Em 1969, começando a carreira de treinador pelo Fluminense do coração e da alma, Telê Santana soube que a direção do clube tradicionalíssimo exigia que os atletas do futebol não mais entrassem pelas célebres catracas reservadas aos sócios. Deveriam adentrar ao clube pelas portas dos fundos. Foi por onde saiu Telê, pulando o muro, para só voltar tempos depois.
Ele entendia que um clube como o Fluminense não poderia tratar daquele jeito os atletas que o representavam pelos campos e pelo mundo. Se os seus comandados não eram “dignos” de entrar pela frente, ele preferia sair pelos fundos.
Muricy não saiu pelos fundos. Mas, em termos, tomou atitude digna e corajosa semelhante a de um de seus exemplos no futebol, de quem foi auxiliar por mais de três anos, no início da vitoriosa carreira de treinador.

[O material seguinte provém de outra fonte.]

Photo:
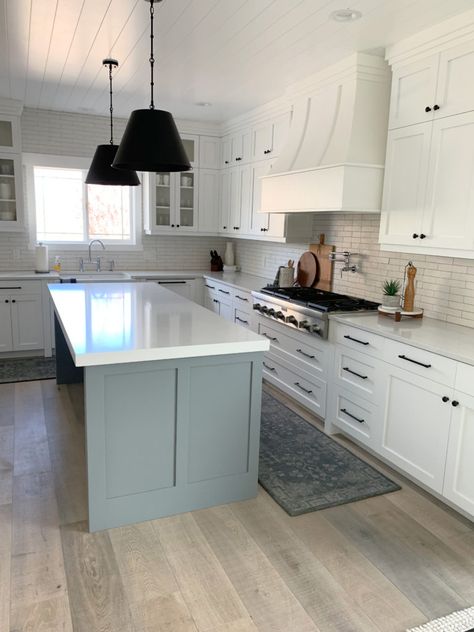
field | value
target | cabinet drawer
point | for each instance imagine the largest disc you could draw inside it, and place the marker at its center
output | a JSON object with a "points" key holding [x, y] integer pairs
{"points": [[13, 287], [465, 378], [353, 415], [242, 300], [358, 372], [241, 318], [310, 355], [429, 365], [305, 388], [360, 340]]}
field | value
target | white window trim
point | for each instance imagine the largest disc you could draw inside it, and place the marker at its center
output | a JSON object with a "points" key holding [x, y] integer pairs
{"points": [[31, 160]]}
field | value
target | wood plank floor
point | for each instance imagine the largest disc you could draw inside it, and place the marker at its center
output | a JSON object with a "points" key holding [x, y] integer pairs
{"points": [[383, 564]]}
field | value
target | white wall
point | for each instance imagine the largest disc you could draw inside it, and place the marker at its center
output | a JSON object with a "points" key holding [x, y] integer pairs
{"points": [[445, 285], [68, 134]]}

Sem as condições pedidas e sugeridas, pegou suas coisas e voltou para perto de casa, do lar, do filho adolescente, da sua vida simples. Porque o Fluminense não entregou aquilo que exigia. E nem era elenco, que o do Flu é muito bom. E nem era salário, que é dos maiores do país. Era um CT. Era um gramado da altura das Laranjeiras. Era a estrutura do campeão brasileiro de 2010. Do mais que centenário Fluminense. Com algumas coisas e situações mais antigas que o próprio clube.
Muricy pode até se acertar com o Santos. Tem casa no Guarujá, é uma cidade que gosta, perto da casa dele.
Mas não será agora.
E, mesmo se for, o que será um acerto para ele, não necessariamente para a turma de Ganso, Neymar e Elano, não se poderá dizer que ele armou tudo para ser mais feliz em São Paulo.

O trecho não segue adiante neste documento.